Scatter Plot Correlation Value- Finding and Interpreting
What Is Correlation in a Scatter Plot?
A scatter plot shows the relationship between two variables. Each point on the chart represents a data pair. Correlation tells you how those points relate to each other.
That's it. You're looking for patterns. Do the points trend upward, downward, or show no pattern at all?
The Three Types of Correlation
Positive correlation: As one variable increases, the other increases. The points trend upward like a hill. Example: hours studied vs. test scores.
Negative correlation: As one variable increases, the other decreases. The points trend downward. Example: age of a car vs. its resale value.
No correlation: The points are scattered randomly. No relationship exists between the variables. Example: shoe size vs. intelligence.
Understanding the Correlation Coefficient (r)
The correlation coefficient, represented as r, gives you a number between -1 and +1. This number tells you the strength and direction of the relationship.
What the Numbers Mean
- r = +1.0 — Perfect positive correlation. Every point falls exactly on a straight line going up.
- r = 0 — No correlation at all. Random scatter.
- r = -1.0 — Perfect negative correlation. Every point falls exactly on a straight line going down.
- r = 0.5 to 0.7 — Moderate positive correlation.
- r = -0.5 to -0.7 — Moderate negative correlation.
- r = 0.8 or higher — Strong correlation. Rare in real-world data.
Quick Reference Table
| r Value | Interpretation |
|---|---|
| +0.8 to +1.0 | Strong positive |
| +0.5 to +0.7 | Moderate positive |
| +0.2 to +0.4 | Weak positive |
| -0.2 to +0.2 | Negligible/no correlation |
| -0.4 to -0.2 | Weak negative |
| -0.7 to -0.5 | Moderate negative |
| -1.0 to -0.8 | Strong negative |
How to Find the Correlation Value
Excel Method
Use the CORREL function. Select two columns of data:
=CORREL(A2:A20, B2:B20)
This returns the r value instantly.
Python Method
import numpy as np
from scipy import stats
x = [1, 2, 3, 4, 5]
y = [2, 4, 5, 4, 5]
r, p_value = stats.pearsonr(x, y)
print(f"Correlation: {r}")
Google Sheets Method
Use =CORREL(range1, range2) — same syntax as Excel.

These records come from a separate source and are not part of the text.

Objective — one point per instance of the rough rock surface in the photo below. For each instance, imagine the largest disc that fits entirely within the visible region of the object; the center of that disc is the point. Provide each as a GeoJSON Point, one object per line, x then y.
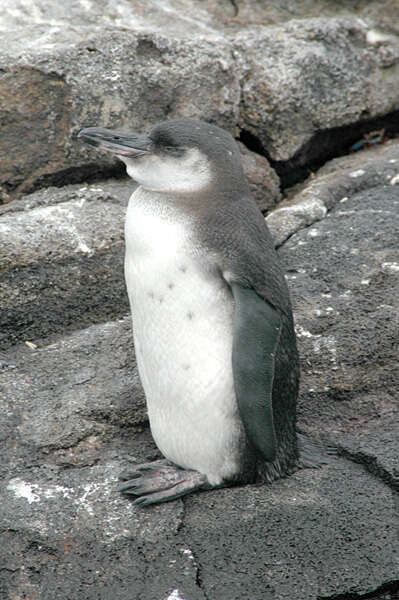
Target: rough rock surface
{"type": "Point", "coordinates": [297, 82]}
{"type": "Point", "coordinates": [72, 417]}
{"type": "Point", "coordinates": [283, 73]}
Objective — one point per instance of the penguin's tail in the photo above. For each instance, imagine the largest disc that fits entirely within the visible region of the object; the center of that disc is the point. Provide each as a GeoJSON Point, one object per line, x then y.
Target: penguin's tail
{"type": "Point", "coordinates": [313, 453]}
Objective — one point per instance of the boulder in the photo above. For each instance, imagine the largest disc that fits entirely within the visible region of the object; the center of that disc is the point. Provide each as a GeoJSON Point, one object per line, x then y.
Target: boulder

Manual Calculation (Pearson's r)
The formula looks like this:
r = [Σ(x-x̄)(y-ȳ)] / [√(Σ(x-x̄)²) × √(Σ(y-ȳ)²)]
Don't calculate this by hand unless you enjoy pain. Use software instead.
What to Look for in the Scatter Plot Itself
You can often spot correlation without calculating anything:
- Points form a clear line → strong correlation
- Points cluster loosely around an invisible line → weak correlation
- Points form a curve, not a line → relationship exists but it's not linear
- Points look like a cloud → no correlation
Common Mistakes to Avoid
Confusing correlation with causation: Just because two variables correlate doesn't mean one causes the other. Ice cream sales and drowning rates both increase in summer. Ice cream doesn't cause drowning.
Ignoring outliers: One extreme point can dramatically change your r value. Always visualize your data before trusting the number.
Assuming linearity: A low r value doesn't mean no relationship exists. The variables might have a curved relationship. Always plot your data first.
Small sample sizes: With 5 data points, you can get any r value by chance. Bigger samples give more reliable results.
When to Use Scatter Plots
Scatter plots work when both variables are continuous and numerical. Good use cases:
- Height vs. weight
- Temperature vs. electricity usage
- Advertising spend vs. sales revenue
Bad use cases:
- Comparing categories (use bar charts instead)
- Time series with trends (use line charts)
R-Squared: The Coefficient of Determination
You might see R² reported alongside r. R² is simply r squared. It tells you what percentage of the variation in Y is explained by X.
Example: If r = 0.8, then R² = 0.64. This means 64% of the variation in the dependent variable is explained by the independent variable. The remaining 36% comes from other factors.
Practical Example
Let's say you're analyzing study time vs. exam scores for 50 students. You collect the data, plot it, and calculate r = 0.72.
Interpretation: There's a moderate-to-strong positive relationship. Students who study more tend to score higher. But 48% of exam score variation comes from factors other than study time — natural ability, exam anxiety, quality of notes, etc.
This is useful. But you can't say studying causes better scores based on this alone.
Getting Started Checklist
- Plot your data first — never trust a number without seeing the visualization
- Check for outliers or curved patterns
- Calculate r using Excel, Python, or Google Sheets
- Square r to get R² if you need explained variation
- Report the p-value to confirm the correlation is statistically significant
- Never claim causation without controlled experiments
Correlation analysis is a starting point, not a conclusion. It tells you a relationship exists. It doesn't tell you why.